Maybe it’s the wrong question, Dan. Why don’t students like school? “Like” may not be the word we want to use. In our new faculty seminar this week, we discussed replacing our assumptions that people do and don’t like learning with questions of process and capacity: Are we ready for school? Do we know how to learn?

This week, we took another look at the syllabus (see the Files section in the Lehman Professional Faculty Development group) and prioritized our individual pedagogical objectives for the seminar. A quick comparison with our boardwork from week 1 reminded us that the syllabus was following rather than leading our motivations to work together this term.

As a frame for this spring, we spent time in small groups discussing the key themes of the introductory and concluding chapters of Willingham’s book. We generated definitions of learning and teaching and found that our groups split perspectives between “left-brain” and “right-brain” approaches: one group listed practical outcomes and methods to learning and teaching; the other group described more relational and introspective experiences. As we transferred our discussions to the whiteboard, we started to see intersections between left and right that began to bridge the gaps between the sciences and humanities represented in the room.

Jennifer Poggiali, our new Assistant Professor in Library Sciences for Art History, reminded us that it feels good to learn. Glen Johnson, Associate Professor in Health Sciences, added that we feel a sense of power when we learn: adding to knowledge means adding to capacity. This seems to support the argument that liking or not liking to learn is not really the question; we resist or embrace learning based on our own senses of what we can take in and use (and of course, our senses of our own capacities and opportunities may be faulty!).

Our group this week included health sciences, languages, and library faculty with specializations in biostatistics, community health, Spanish languages and literature, art history, philosophy, and health systems management. As we shared our responses to a teaching self-assessment survey, we began to share anecdotes of changing our teaching methods (and assumptions) in response to particular student needs.  Our library faculty teach numerous workshops each term in addition to one-on-one consultations with faculty and students. The workshop audiences change as faculty bring in their classes for one or two sessions, and the workshop goals remain consistent, incorporating the latest research techniques and resources to teach students how to match finding and citing appropriate evidence for class projects with the assignments and their instructors’ expectations.

This differs from faculty who teach semester-long courses to consistent audiences, with individual session content that changes throughout the term. The conversations between our library and discipline faculty are thus filled with discoveries and distinct pedagogical concerns. We began to address these by designing our own logic models for teaching objectives that begin this term and continue through next spring. Emma Tsui, Assistant Professor in Health Sciences, did a great job of walking us through the concept and process of logic modeling. As we began to share our short-term objectives, Poggiali and Johnson found common ground in field trips for art history and biostatics students: next fall, Johnson’s undergraduate students may be traveling to the Bronx Zoo and the Botanical Gardens, and his graduate students may be taking water samples upstate in the Poconos.

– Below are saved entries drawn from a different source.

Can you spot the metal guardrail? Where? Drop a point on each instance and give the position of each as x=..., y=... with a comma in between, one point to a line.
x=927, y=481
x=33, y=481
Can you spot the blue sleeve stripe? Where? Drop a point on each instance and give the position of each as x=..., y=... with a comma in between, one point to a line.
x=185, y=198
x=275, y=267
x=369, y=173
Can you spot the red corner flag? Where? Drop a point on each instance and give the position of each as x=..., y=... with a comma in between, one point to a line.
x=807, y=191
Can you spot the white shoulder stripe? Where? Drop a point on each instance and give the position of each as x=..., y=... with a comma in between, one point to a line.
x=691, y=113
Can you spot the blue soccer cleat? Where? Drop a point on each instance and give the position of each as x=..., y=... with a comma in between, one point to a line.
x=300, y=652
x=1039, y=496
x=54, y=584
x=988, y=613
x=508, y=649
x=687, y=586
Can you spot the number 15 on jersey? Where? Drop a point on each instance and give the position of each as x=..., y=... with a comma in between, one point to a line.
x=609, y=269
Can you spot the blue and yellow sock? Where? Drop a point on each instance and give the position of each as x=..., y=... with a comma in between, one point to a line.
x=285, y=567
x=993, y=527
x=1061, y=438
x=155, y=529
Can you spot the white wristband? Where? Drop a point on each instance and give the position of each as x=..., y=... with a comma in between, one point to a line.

We debriefed with a quick review of our discussions and activities, and yes, just like our students, found we had forgotten much of what we’d done. Using our meeting agenda helped us to recover group memory and fill in gaps in our notes. Sharing notes online and engaging in regular debriefing exercises seems to be good strategies for improving our learning!

Over the next weeks, we will take on Willingham’s 9 principles and begin to share our teaching challenges with each other. Each week, we post seminar handouts, notes, and pictures on our Google site and share selections with our CUNY Academic Commons groups for those who want “distance” participation.